O diagnóstico precoce do câncer é o primeiro passo para o sucesso no tratamento da doença. Infelizmente, isso está longe de ser realidade no BrasIl, onde cerca de 56% dos diagnósticos acontecem em estágios avançados da enfermidade para os pacientes do Sistema Único de Saúde (SUS), que atende 78% da população brasileira.
Os dados são do Tribunal de Contas da União. No caso do câncer de pulmão, a situação é ainda mais crítica:86%dos pacientes da rede pública foram diagnosticados nos estágios 3 e 4 da doença, de acordo com o Radar do Câncer de Pulmão realizado pelo Oncoguia.
“Para dar uma ideia da gravidade da situação, na Suécia e na Noruega menos de 9% dos diagnósticos de câncer acontecem em estágios avançados. No Reino Unido, que tem um sistema de atendimento universal que inspirou o SUS, esse índice é de 13%”, afirma Tiago Matos, diretor de advocacy no Instituto Oncoguia.
A importância do diagnóstico precoce, seus desafios e prioridades foram tema de debate no 10º Fórum Nacional de Políticas de Saúde em Oncologia On-line. “As evidências mostram que a redução da mortalidade está relacionada à detecção de tumores malignos em estágio pré clínico, quando eles são menores que 1 centímetro. No caso do câncer de mama, a chance de cura quando a doença é diagnosticada em estágio inicial é de 95%”, afirmou a mastologista Maira Caleffi, presidente da Femama (Federação Brasileira de Instituições Filantrópicas de Apoio à Saúde da Mama).

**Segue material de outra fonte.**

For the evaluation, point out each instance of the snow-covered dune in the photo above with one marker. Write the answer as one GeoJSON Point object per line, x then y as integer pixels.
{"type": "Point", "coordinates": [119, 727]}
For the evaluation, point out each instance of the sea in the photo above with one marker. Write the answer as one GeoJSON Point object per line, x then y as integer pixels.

Segundo auditoria do TCU, o tempo de espera por um diagnóstico de câncer chega a 200 dias. “Esse tempo é suficiente para o câncer de mama passar do estágio 1 para o 3. Para cada milímetro de aumento no tamanho do nódulo, diminui 1% a chance de cura da paciente”, disse Caleffi.

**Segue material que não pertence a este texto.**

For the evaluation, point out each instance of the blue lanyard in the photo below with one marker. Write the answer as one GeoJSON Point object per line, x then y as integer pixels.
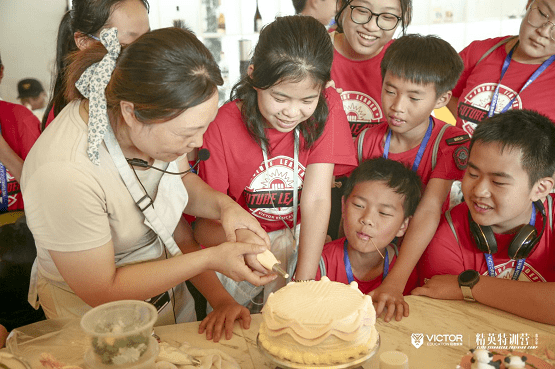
{"type": "Point", "coordinates": [421, 149]}
{"type": "Point", "coordinates": [532, 78]}
{"type": "Point", "coordinates": [3, 187]}
{"type": "Point", "coordinates": [520, 262]}
{"type": "Point", "coordinates": [349, 269]}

O paciente enfrenta quatro etapas de atrasos em sua jornada para conseguir o diagnóstico no setor público: demora para a realização da primeira consulta com o especialista, atraso na realização do exame e, posteriormente, para a liberação do resultado. E mais atraso para a consulta de retorno, onde recebe a confirmação da doença.
A auditoria do TCU apontou como principais causas para o diagnóstico tardio:
1) A fragilidade na disponibilidade de exames;
2) A deficiência na distribuição de médicos e prestadores de serviços de saúde (patologistas, radiologistas, técnicos etc.);
3) Deficiência na regulação do acesso.O atendimento começa na Unidade Básica de Saúde e passa para um centro de média complexidade, em seguida para um de alta complexidade.

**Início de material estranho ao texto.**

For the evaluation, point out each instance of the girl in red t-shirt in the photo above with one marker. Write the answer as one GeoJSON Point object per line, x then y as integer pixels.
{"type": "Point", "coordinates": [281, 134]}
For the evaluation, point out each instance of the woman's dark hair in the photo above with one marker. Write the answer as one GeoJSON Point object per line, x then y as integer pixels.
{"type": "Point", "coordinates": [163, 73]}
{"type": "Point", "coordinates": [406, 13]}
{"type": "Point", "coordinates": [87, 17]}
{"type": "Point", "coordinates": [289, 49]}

A auditoria constatou inconsistências nos sistemas de registro, dificuldade na implantação de protocolos e falta de critérios de priorização para pacientes com sinais e sintomas da doença;
4) Impossibilidade de calcular o tempo de realização do diagnóstico em função de inconsistências no sistema de registro de dados.
Segundo Rafael Kaliks, oncologista do Hospital Israelita Albert Einstein e diretor científico do Oncoguia, um tratamento oncológico adequado requer uma sequência de procedimentos que começa com a prevenção. São eles:
1) Controle dos fatores que envolvem risco de resultar em um câncer: tabagismo, consumo de álcool, obesidade e infecção por HPV, por exemplo;
2) Diagnóstico precoce;
3)Diagnóstico preciso, identificando tipo e subtipo de câncer;
4) Tratamento coordenado: oncologista clínico, cirurgião oncológico, radiologista etc.;
5) Modalidades de suporte: nutricionista, psicólogo, fisioterapeuta etc.;
6) Enfermagem coordenada com a equipe médica.
“A partir do momento em que existe um panorama do que está acontecendo, é possível fazer ajustes e mudanças. Daí a importância dos dados”, disse Matos.
“E a Lei dos 30 dias (13.896/19, que assegura aos pacientes do SUS com suspeita de câncer o direito à realização de exames diagnósticos no prazo máximo de 30 dias) traz um empoderamento para a sociedade e uma meta para os gestores perseguirem.”